2. Cruelty. It seems to me that not all ways in which animals are grown and killed are cruel or 'inhuman'. Again, I think there is some bias in the original post and that the poster has probably never been acquainted with the way animals are kept (and eaten) on e.g. a small farm. If he had made other experiences, he might not find killing animals so cruel in general. Killing animals (including humans) is not bad or cruel in general, though perhaps in many cases.
3. Efficiency. Now that is, in my opinion, the worst argument-a typical misapplication of utilitarianism. Suppose, for the sake of argument, it would be possible with modern genetic engineering to grow healthy food based on algae or bacteria in large, subterranean tanks.

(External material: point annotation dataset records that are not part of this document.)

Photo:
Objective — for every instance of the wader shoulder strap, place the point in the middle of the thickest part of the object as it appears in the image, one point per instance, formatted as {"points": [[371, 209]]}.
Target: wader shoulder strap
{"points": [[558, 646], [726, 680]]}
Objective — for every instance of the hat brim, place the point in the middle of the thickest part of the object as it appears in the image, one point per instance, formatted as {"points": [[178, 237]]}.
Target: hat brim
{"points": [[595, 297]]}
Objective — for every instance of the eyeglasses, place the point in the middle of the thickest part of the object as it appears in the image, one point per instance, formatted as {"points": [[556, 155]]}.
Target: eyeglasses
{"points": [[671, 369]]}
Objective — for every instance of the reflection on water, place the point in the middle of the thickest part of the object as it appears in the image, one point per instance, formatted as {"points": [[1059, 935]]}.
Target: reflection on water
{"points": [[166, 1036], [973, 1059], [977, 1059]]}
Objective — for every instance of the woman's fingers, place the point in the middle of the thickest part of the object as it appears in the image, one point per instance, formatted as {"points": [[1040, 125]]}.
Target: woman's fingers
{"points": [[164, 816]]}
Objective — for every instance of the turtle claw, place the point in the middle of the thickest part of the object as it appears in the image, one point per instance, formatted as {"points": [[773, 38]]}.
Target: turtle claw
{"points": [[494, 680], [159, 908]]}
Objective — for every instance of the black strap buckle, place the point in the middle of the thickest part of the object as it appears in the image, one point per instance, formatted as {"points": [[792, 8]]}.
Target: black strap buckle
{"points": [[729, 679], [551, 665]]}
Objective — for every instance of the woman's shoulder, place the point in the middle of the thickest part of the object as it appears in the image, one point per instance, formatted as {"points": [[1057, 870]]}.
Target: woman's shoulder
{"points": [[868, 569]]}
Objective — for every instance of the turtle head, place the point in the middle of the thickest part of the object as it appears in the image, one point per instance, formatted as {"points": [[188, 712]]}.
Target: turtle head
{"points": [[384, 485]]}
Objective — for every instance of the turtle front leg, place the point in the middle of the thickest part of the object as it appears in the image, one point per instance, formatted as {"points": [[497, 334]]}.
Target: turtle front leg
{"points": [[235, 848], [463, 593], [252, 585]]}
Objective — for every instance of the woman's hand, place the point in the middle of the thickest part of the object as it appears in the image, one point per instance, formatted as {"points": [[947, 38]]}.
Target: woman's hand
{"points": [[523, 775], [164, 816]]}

Suppose it could be 'eaten' by intravenous injection, making it much more efficient in terms of energy preservation and use, etc. It's an experiment of thought. Would you say, then, that growing plants was immoral and criminal, because it was less efficient than the new 'food'? This scenario is perhaps less futuristic than you might think.

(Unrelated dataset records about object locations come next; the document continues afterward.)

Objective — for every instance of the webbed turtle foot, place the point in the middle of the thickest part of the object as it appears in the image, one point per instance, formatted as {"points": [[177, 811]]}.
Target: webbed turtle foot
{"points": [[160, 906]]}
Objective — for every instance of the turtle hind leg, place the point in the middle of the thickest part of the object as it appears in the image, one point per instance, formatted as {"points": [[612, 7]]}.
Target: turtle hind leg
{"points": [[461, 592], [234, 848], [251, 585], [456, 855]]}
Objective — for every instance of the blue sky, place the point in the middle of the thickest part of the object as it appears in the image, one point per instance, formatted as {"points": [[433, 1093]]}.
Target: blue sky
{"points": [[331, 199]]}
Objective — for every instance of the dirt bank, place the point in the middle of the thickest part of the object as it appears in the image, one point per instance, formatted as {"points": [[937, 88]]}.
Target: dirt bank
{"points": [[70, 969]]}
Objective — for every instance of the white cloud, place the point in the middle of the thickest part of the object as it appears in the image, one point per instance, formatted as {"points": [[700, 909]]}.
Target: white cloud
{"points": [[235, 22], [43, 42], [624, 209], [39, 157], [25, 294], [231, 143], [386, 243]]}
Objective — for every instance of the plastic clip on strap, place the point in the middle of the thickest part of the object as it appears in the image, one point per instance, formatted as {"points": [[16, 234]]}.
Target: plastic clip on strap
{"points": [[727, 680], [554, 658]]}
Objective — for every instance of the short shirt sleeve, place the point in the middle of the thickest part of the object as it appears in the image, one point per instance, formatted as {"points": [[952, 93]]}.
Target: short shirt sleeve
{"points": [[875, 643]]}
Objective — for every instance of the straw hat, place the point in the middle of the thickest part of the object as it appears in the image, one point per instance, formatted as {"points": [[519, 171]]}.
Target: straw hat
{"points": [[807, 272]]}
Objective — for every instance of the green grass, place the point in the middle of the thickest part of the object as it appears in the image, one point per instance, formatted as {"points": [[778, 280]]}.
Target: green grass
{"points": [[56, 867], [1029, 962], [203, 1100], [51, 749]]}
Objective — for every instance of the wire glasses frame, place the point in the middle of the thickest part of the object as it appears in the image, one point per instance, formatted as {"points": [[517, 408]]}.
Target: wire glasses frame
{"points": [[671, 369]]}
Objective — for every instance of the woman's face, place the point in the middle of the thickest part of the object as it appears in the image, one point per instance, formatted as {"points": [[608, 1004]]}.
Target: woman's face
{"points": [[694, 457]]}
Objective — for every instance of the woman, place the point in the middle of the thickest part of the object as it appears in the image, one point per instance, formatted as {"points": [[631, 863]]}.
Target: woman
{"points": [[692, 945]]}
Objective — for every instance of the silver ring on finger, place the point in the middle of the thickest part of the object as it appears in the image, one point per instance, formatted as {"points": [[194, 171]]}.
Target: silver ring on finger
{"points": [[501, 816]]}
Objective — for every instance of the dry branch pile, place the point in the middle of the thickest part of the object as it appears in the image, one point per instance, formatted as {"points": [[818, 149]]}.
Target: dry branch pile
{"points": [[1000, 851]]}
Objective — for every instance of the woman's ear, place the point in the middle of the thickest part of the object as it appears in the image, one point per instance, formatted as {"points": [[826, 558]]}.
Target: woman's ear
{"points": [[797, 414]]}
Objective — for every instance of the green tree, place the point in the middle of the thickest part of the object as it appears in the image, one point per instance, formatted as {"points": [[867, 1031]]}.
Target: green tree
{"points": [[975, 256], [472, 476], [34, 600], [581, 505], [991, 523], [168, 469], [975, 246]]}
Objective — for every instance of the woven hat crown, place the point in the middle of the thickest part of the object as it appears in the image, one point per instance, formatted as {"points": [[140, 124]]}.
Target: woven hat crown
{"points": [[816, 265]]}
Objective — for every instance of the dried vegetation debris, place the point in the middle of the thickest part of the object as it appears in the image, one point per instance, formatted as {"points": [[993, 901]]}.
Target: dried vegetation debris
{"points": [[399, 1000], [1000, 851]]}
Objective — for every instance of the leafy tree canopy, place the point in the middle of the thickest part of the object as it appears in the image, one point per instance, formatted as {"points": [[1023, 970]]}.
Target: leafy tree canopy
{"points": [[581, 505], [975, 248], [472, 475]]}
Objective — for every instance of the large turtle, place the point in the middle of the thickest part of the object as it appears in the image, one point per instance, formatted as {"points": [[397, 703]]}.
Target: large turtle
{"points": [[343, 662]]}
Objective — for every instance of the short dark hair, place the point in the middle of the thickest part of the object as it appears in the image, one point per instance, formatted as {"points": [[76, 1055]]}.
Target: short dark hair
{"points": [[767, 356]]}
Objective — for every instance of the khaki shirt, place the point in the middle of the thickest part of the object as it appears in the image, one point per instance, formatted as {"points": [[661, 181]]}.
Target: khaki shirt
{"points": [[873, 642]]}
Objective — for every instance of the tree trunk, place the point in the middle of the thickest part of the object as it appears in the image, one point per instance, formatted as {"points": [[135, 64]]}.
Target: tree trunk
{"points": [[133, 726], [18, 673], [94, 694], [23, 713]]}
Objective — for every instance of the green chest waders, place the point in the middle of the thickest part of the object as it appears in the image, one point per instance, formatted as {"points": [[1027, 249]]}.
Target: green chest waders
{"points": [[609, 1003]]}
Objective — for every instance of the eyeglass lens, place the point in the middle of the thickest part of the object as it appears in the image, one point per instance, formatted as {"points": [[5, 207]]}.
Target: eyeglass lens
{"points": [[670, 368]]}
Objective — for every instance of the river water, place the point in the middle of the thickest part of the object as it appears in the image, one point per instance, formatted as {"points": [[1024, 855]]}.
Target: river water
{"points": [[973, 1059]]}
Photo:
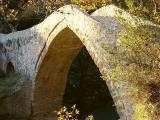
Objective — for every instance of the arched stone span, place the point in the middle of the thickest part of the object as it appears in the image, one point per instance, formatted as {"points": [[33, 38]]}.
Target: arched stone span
{"points": [[51, 78], [29, 50]]}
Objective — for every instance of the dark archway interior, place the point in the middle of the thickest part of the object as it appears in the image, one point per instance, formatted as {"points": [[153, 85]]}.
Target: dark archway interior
{"points": [[88, 90], [10, 69]]}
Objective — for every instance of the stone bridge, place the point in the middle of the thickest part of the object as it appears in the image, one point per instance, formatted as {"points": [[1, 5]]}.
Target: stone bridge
{"points": [[45, 52]]}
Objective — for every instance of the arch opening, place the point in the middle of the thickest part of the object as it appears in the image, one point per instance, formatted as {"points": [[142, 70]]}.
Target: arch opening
{"points": [[9, 69], [88, 90], [51, 79]]}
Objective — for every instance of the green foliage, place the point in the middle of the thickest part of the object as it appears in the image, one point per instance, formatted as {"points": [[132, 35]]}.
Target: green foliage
{"points": [[91, 5], [137, 62], [10, 81], [68, 114], [148, 9]]}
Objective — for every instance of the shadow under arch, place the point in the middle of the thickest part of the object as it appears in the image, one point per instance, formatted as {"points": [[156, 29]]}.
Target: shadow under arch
{"points": [[53, 72]]}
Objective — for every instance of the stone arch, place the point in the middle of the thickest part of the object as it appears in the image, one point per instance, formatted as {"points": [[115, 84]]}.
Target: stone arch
{"points": [[53, 70], [9, 68]]}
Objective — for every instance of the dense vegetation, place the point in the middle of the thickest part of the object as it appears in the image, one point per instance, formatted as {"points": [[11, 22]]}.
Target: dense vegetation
{"points": [[21, 14]]}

4. Where does all the cattle go? Typical for the bias of the original poster, he doesn't ask himself what we should do with all the cattle. Many of those species cannot survive on their own, so they would die out in the long run. No more cows. I guess, that would be the smallest problem and cows could still be seen in zoos. But this issue should have been mentioned, shouldn't it?

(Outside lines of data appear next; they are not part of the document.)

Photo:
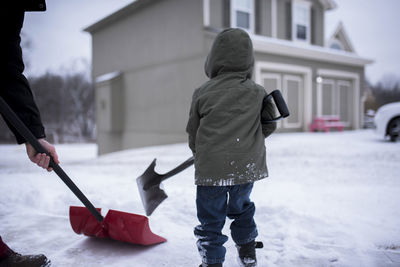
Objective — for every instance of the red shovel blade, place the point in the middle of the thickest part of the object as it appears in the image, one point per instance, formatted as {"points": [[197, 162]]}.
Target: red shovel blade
{"points": [[117, 225]]}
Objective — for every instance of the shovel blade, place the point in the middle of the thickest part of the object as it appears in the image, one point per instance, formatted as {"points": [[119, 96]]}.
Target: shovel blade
{"points": [[117, 225], [152, 196]]}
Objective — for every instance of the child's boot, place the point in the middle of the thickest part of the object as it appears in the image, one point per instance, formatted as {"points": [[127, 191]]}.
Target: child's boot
{"points": [[247, 253], [211, 265]]}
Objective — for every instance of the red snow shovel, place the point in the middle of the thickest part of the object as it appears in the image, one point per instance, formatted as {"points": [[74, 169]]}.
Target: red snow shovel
{"points": [[122, 226]]}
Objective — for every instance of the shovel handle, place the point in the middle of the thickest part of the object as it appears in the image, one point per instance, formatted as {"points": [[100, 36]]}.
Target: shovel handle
{"points": [[178, 169], [280, 104], [12, 118]]}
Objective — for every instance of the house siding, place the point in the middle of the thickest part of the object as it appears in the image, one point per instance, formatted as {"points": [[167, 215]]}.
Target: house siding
{"points": [[314, 66], [158, 50], [317, 23], [284, 20], [263, 18], [161, 60]]}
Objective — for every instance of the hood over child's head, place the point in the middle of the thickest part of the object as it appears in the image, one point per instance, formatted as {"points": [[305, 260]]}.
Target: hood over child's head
{"points": [[232, 51]]}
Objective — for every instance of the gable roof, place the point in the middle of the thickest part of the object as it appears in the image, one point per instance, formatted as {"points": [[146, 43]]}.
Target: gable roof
{"points": [[135, 5], [341, 36]]}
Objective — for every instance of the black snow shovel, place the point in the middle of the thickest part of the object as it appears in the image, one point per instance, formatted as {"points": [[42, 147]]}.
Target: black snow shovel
{"points": [[149, 182], [149, 185], [117, 225]]}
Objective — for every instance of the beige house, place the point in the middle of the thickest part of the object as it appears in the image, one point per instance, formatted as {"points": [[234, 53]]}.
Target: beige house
{"points": [[148, 58]]}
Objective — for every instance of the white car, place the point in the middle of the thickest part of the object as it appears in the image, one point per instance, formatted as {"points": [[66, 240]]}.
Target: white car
{"points": [[387, 121]]}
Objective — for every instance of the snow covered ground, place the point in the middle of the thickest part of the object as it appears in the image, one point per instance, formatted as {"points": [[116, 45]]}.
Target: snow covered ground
{"points": [[331, 200]]}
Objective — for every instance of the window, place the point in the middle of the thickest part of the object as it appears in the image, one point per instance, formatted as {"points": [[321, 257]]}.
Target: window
{"points": [[301, 21], [335, 44], [242, 14]]}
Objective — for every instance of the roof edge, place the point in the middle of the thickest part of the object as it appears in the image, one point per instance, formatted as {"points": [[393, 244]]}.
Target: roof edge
{"points": [[120, 13]]}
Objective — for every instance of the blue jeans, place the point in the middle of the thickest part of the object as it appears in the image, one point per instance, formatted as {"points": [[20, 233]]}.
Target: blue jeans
{"points": [[213, 205]]}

5. Overpopulation. Why would efficiency matter? Because of overpopulation, the poster suggests. When people in the world are starving, it is a crime to eat inefficient food. But what if other measures against global overpopulation are taken, such as information, spreading of the anti-baby pill, condoms, one-child politics, etc.? Producing more efficient food or producing food more efficiently seems to be the wrong solution to this problem anyway.
In summary, I'd say that the argument in the blog post starts from the status quo and has many valid points about the perils of industrial food production, but generalizes too much.
I add a practical point to this discussion, which I think is an intersting one.
ReplyDeleteWhile it is true that production of crops is by an large more efficient (in that is produces more food per hectare) than production of meat, a vast majority of land used for 'farming' is completely unusable to produce crops. For example, almost all of Wales is given over to agricultural production (by this I mean farming in general), but, as most of Wales is mountainous, it is mostly hillside sheep farming. No crops could be produced on the land taken up by meat production.
The point, I suppose, is that there is a radical discrepancy between the factual calculation that crops yeild more food per hectare and the claim that we should therefore give over all agricultural land to crop production. This is a faulty inference.
The case for an ethical vegetarianism cannot be made on these grounds (which, of course, is not to say it cant be made). But the author of the article's rambling, argumentative style is pure invective and is not intended as engagement or persuasion, merely as rhetoric.
A bizarre argument, really. Inefficient food production is immoral and criminal because starvation exists? Whole nations turning vegetarian would not solve 3rd world corruption and poverty. Those problems don't exist because of meat consumption.